Running for Two: Guidelines for Pregnant Runners
Want to stay in shape throughout your pregnancy? Take these tips from the pros to ensure you get off to the right start
Where should you run?
So you’re going to keep running, belly and all. What is the safest place for you as a pregnant runner?
Dr. Sam says that as your center of gravity changes later on in pregnancy, your abdomen gets bigger so you’re at a greater risk for falls. She recommends running indoors on a treadmill during the second and third trimesters. A controlled environment is safer for you and your unborn child.

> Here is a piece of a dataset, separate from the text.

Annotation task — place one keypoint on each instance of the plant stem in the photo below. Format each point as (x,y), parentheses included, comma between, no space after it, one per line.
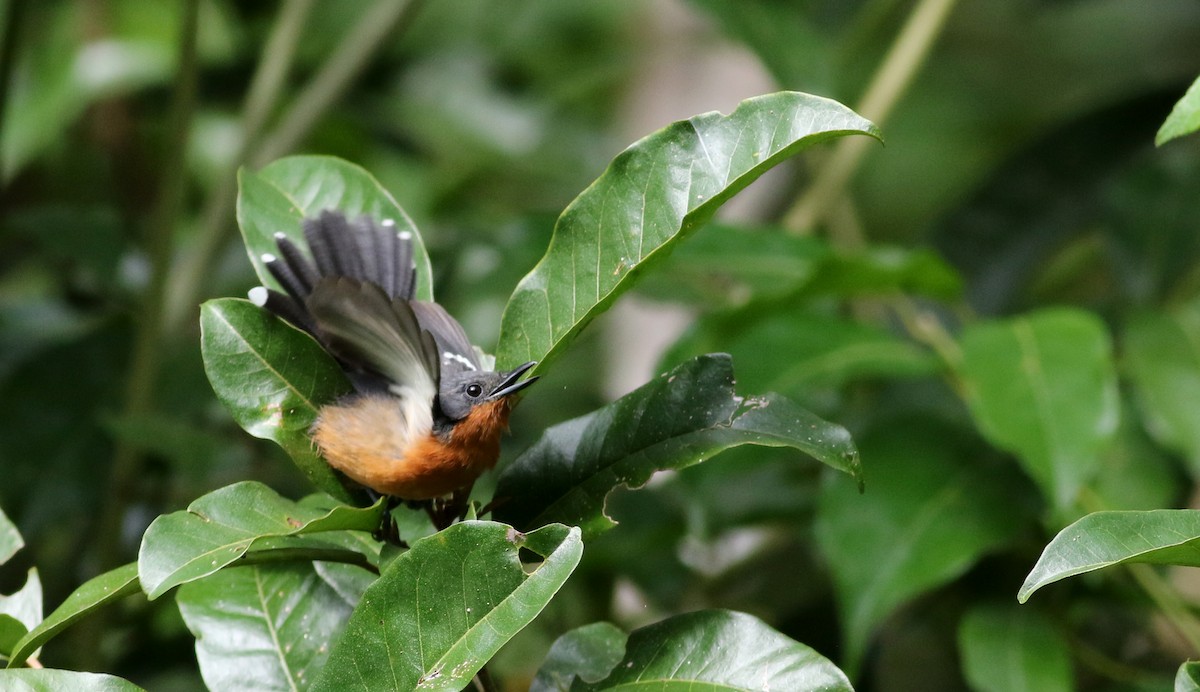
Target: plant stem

Karena Tapsak, mother to four children, started running after having her second child. During her third pregnancy, she enjoyed running outdoors during the warmer months—pushing a double jogging stroller no less! During the colder winter months, she ran indoors on the treadmill to prevent falls on the slippery pavement.
What should you wear?
Before pregnancy you might have been smaller in the bust area; now here you are with swollen and possibly tender breasts. Dr. Sam recommends that her patients wear a supportive sports bra or one with adjustable straps that offers good control.
Don’t forget to support your feet, too. With pregnancy hormones loosening up joints, even your ankles are at risk. Make sure you have a supportive shoe around the ankle with good cushioning and shock absorption.
Remember that controlling your body temperature is more important than ever, and you don’t want to overheat. Wearing comfortable, breathable clothing can help keep the sweat from adhering directly to your skin and retaining heat. A number of online stores, such as www.lucy.com and www.fitmaternity.com carry maternity fitness wear if you need bigger sizes.